Other Indicators to the Location of Punt
Besides giraffes, there are other indicators that could help give direction to the location of Punt, these include animals whose images appear in the pictorial record of the Hatchepsut Punt trip such as baboons and rhinoceros. Archeologists have studied these images and concluded that Africa was the location of these animals. Both animals however have also been shown to belong to Asia where baboons and rhinos both exist. The particular type of baboon, and in one study the hairs of a baboon mummy, were investigated to conclude that this particular baboon came from Africa. As for the rhino, the image on the wall of Deir al-Bahari is not a clear one and shows a one-horned rather than a two-horned rhino, an indication that would place it in Asia since African rhinos are double-horned except that, as was pointed out, damage may have been the reason why the second horn is no longer visible and the rhino is African. The opposite has been argued, however, showing the image to be of a one-horned rhino whose origins would have to have been Asia. A close look at the images, gives credibility to the second thesis.
One interesting proposition placed Punt in South America, Peru to be exact; evidence presented included the presence of statues of Africans, pyramids and other indications of the similarities between Ancient Egyptian civilization and pre-Columbian South America. The size of the boats and their navigability were shown to make such a crossing possible, bringing to mind the Norwegian ethnologist Thor Hairdhal’s 1970 experiment to cross the Atlantic from Africa to South America in papyrus boats modeled after Ancient Egyptian prototypes. The intent was to prove that Ancient Egyptians had in fact sailed to America in Ancient times. The boat, Ra II, sailed successfully but not without serious problems and near-decapitation. If this hypothesis is correct, one wonders if South America was actually the mama of Ancient Egyptian civilization rather than the opposite, particularly given the reference in the writings of Ancient Egyptians to Punt as being the origins from which Egyptians came.
A perhaps “closer-to-home” possibility is offered by advocates of Java or Sumatra in Indonesia as the location of Punt. A well-argued article presented linguistic evidence of some credibility regarding names and terms related to the trip, to Ancient Egypt, and to the proper names of the “king” and “queen” of Punt whose images appear on the walls of Deir al-Bahari.
Other evidence the article presents include flora, fauna and fishes–particularly crustaceans–, rhinoceros, type of monkey, birds, short-horned cows and stilted-huts.

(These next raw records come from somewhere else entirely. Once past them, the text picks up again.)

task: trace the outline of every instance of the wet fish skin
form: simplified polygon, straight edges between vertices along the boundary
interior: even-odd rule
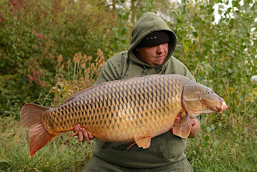
[[[183,111],[182,90],[190,81],[160,76],[111,82],[82,91],[47,111],[43,124],[54,135],[79,123],[98,139],[112,142],[134,141],[136,133],[159,135],[168,131]]]
[[[30,155],[33,156],[58,133],[73,130],[78,123],[100,140],[136,141],[145,148],[150,146],[151,138],[169,131],[177,114],[182,113],[185,117],[180,124],[187,125],[178,125],[174,133],[186,138],[191,127],[188,114],[195,118],[204,112],[220,111],[227,107],[222,98],[213,94],[211,99],[213,109],[205,105],[207,110],[200,108],[197,112],[200,104],[210,101],[196,99],[194,93],[200,92],[199,89],[193,90],[192,84],[203,89],[203,94],[206,88],[210,89],[180,75],[151,75],[89,87],[71,95],[55,108],[26,104],[20,114],[23,123],[30,128]],[[184,100],[186,87],[186,94],[192,95],[184,96],[187,98]],[[205,100],[205,96],[202,99]]]

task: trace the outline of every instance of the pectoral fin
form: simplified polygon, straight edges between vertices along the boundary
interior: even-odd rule
[[[145,137],[135,137],[134,139],[140,148],[142,147],[143,149],[145,149],[148,148],[150,146],[151,142],[151,137],[150,136]]]
[[[181,114],[181,120],[173,128],[173,134],[182,138],[187,138],[191,131],[191,120],[187,114]]]
[[[134,144],[136,144],[136,142],[131,142],[131,143],[130,143],[130,145],[129,146],[127,146],[127,149],[129,149],[130,148],[131,148],[132,146],[133,146],[133,145],[134,145]]]

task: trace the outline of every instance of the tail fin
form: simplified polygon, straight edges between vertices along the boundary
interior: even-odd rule
[[[24,105],[21,110],[21,122],[29,128],[29,155],[32,157],[56,135],[48,133],[43,125],[42,114],[50,108],[42,106],[33,103]]]

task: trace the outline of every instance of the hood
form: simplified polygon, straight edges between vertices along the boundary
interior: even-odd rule
[[[131,60],[144,65],[152,67],[137,57],[134,49],[137,45],[147,35],[156,31],[166,31],[170,41],[169,44],[169,53],[167,59],[163,64],[154,67],[158,68],[166,64],[173,54],[177,46],[177,37],[175,33],[167,25],[165,22],[156,14],[152,12],[145,13],[136,23],[132,30],[132,39],[128,50],[128,56]]]

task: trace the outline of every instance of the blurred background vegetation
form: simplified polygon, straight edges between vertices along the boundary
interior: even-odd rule
[[[195,171],[257,171],[255,0],[0,0],[0,171],[79,171],[93,142],[60,134],[31,158],[25,103],[53,107],[94,83],[126,50],[135,22],[157,13],[178,37],[174,56],[229,106],[189,139]]]

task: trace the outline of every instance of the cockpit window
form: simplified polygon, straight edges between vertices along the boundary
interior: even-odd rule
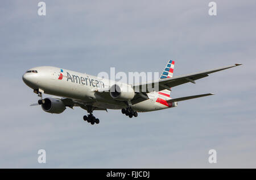
[[[36,70],[28,70],[27,72],[27,73],[37,73],[38,71]]]

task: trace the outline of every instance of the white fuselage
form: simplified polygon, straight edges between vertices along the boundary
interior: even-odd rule
[[[36,67],[28,70],[37,72],[25,73],[23,76],[25,83],[34,90],[39,89],[46,94],[71,98],[99,108],[121,109],[127,107],[127,104],[112,98],[110,95],[101,95],[100,93],[95,92],[96,89],[108,88],[115,84],[114,81],[52,66]],[[132,105],[132,108],[138,112],[146,112],[170,107],[156,102],[159,98],[167,100],[158,92],[149,93],[147,95],[148,99]]]

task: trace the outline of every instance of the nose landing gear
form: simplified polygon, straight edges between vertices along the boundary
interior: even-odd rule
[[[122,108],[122,113],[125,114],[126,116],[129,116],[130,118],[133,118],[133,116],[138,116],[138,112],[133,110],[131,108],[126,108],[126,109]]]
[[[100,123],[100,120],[98,118],[95,118],[95,116],[92,114],[93,110],[92,109],[92,107],[87,107],[87,111],[88,112],[89,114],[87,116],[84,116],[84,121],[90,123],[90,124],[92,125],[93,125],[95,123]]]

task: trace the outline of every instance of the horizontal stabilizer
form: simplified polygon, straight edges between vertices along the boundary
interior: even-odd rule
[[[214,94],[212,94],[212,93],[208,93],[208,94],[200,94],[200,95],[191,95],[189,97],[172,99],[170,100],[168,100],[167,102],[172,102],[185,101],[185,100],[197,98],[201,98],[201,97],[206,97],[206,96],[211,95],[214,95]]]
[[[40,105],[39,103],[34,103],[32,104],[30,104],[30,106],[38,106],[38,105]]]

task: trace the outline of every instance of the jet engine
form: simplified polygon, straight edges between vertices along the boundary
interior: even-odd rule
[[[49,113],[60,114],[63,112],[66,107],[64,103],[60,99],[53,98],[46,98],[38,101],[42,104],[42,108]]]
[[[130,101],[135,96],[133,88],[127,85],[114,85],[110,87],[110,96],[117,100]]]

It is the stilted-huts in particular that caught my attention because of the clear picture of the stilted-huts that are included among the pictorial record of the trip to Punt. The flora and fauna and even language, on the other hand, seemed to present evidence for both an African and an Asian location for Punt. While we do not have exact replicas of original ancient huts, there are contemporary prototypes of huts that can help us.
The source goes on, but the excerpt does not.